No meio de tantos filmes que não sabem que história estão a contar, é refrescante assistir a um que saiba exatamente o que está a fazer.

Realizado a seis mãos (i.e. por uma tripla de realizadores!), Party Girl começou por gerar expetativa quando foi premiado no Festival de Cannes com a Câmara de Ouro, atribuída à melhor primeira longa-metragem.

Não sendo um filme facilmente categorizável de gay/lésbico/bissexual/transgénero – não há aliás uma única personagem aqui que tenhamos certeza que pertença a um dos quatro grupos acima! – é um filme definitivamente “queer”, pois esta história de uma sexagenária, trabalhadora de um bar noturno, que enfrenta o pesadelo de uma vida normal, após a proposta de casamento de um dos seus clientes mais habituais, é um dos retratos mais fascinantes vistos sobre o quão difícil é mudar o que somos em anos recentes.

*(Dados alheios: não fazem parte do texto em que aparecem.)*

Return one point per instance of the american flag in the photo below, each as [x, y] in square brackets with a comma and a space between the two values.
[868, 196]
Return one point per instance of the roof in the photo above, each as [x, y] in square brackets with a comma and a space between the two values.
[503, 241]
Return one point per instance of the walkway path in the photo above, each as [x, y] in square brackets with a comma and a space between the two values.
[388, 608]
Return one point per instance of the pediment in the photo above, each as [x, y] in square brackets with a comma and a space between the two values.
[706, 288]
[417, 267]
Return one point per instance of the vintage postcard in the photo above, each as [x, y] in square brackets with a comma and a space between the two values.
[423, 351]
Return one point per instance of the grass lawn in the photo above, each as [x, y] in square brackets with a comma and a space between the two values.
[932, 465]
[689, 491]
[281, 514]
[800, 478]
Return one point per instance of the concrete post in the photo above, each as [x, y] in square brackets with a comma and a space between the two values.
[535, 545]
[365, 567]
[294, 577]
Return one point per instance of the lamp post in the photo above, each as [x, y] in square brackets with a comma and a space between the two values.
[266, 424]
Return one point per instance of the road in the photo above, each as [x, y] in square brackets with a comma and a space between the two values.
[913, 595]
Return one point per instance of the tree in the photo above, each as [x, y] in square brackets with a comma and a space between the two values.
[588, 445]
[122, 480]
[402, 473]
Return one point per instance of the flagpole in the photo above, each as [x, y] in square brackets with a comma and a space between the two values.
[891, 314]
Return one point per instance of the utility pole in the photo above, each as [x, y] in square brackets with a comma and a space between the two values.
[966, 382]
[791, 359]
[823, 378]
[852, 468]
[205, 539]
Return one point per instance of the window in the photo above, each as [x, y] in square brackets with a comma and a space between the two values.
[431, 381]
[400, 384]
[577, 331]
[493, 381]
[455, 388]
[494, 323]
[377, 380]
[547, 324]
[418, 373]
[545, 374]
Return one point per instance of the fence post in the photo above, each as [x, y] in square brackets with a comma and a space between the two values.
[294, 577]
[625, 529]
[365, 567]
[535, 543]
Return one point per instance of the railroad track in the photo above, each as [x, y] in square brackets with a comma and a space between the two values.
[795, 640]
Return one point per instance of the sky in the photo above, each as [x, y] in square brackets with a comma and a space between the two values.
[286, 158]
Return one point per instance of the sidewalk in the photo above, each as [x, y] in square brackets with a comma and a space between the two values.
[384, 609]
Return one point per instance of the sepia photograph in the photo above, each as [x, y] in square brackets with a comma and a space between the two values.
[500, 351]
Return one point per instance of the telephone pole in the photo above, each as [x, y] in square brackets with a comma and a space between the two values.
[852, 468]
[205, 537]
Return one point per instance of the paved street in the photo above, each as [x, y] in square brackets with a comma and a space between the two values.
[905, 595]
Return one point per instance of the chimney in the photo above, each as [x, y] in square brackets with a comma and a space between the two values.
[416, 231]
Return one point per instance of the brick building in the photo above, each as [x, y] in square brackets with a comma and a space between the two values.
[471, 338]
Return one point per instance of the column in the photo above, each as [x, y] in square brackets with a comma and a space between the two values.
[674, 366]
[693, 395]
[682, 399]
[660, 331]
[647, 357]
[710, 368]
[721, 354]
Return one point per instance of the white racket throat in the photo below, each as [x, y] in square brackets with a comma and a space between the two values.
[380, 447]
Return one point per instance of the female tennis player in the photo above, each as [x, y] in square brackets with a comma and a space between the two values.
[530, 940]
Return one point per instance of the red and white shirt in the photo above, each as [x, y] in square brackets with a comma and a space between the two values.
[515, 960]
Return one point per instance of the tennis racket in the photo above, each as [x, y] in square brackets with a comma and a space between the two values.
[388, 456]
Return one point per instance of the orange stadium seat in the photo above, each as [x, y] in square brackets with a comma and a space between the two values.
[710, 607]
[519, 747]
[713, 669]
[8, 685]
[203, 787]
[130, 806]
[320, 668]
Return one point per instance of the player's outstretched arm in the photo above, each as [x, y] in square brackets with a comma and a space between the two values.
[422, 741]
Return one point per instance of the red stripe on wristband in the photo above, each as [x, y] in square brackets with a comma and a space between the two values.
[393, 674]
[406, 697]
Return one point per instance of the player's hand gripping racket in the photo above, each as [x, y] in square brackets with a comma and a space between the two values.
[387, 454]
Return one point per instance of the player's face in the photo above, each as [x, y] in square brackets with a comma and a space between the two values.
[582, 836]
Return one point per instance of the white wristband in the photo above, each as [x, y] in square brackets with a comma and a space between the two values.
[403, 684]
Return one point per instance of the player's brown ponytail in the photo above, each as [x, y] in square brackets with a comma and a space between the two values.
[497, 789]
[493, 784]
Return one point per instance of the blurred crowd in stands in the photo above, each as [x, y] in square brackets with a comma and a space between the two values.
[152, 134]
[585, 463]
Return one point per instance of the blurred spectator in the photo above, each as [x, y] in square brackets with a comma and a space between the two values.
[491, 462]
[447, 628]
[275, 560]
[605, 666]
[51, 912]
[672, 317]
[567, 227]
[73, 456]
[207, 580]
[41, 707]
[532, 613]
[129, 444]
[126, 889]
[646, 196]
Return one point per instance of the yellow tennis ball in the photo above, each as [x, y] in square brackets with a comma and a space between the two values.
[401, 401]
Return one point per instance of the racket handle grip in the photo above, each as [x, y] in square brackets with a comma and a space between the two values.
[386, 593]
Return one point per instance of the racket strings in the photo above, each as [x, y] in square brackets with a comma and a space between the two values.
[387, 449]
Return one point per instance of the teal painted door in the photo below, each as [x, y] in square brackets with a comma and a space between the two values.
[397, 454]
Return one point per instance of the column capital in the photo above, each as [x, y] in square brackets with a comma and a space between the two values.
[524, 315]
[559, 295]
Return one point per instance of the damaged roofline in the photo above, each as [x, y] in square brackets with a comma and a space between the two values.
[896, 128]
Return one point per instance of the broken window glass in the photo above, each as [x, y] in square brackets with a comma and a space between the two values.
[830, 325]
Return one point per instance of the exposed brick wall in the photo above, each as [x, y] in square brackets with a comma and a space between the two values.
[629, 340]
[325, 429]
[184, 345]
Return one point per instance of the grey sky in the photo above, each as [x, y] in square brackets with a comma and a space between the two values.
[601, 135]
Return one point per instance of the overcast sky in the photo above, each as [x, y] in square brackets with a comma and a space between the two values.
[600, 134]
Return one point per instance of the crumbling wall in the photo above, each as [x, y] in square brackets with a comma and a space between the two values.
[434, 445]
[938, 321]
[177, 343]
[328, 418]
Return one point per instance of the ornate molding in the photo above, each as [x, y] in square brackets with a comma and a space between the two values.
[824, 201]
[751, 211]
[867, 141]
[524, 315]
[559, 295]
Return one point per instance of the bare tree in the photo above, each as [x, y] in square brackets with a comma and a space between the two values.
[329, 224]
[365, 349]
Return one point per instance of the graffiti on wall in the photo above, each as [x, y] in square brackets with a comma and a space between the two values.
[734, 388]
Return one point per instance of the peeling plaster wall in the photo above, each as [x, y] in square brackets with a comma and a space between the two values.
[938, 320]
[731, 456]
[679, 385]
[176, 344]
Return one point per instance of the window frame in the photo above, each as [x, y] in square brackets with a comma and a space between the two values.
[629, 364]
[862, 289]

Ao longo de hora e meia, acompanhamos Angélique e o seu mundo, a desmoronar-se com uma ameaça do que 90% das pessoas classificaria de uma reviravolta feliz – assentar, deixar de trabalhar, e casar-se com um homem que a ama. Mas nada é assim tão simples, como na vida. A iminência de deixar tudo o que soube para trás leva-nos com ela a uma viagem difícil, mas ultimamente honesta, tornada ainda mais honesta pelo facto destas pessoas estarem a representar… elas próprias e os realizadores fazerem também parte do grupo (é assim que se faz um docudrama, “Castanha“!)

Este é aquele raro filme que recusa categorizações e suplanta comparações aos seus predecessores (nomeadamente, e incontornavelmente, os irmãos Dardenne). Vamos torcer para que encontre a exposição devida.

O melhor: o realismo da história e das performances
O pior: é preciso ter disponibilidade para enfrentar esta realidade humana.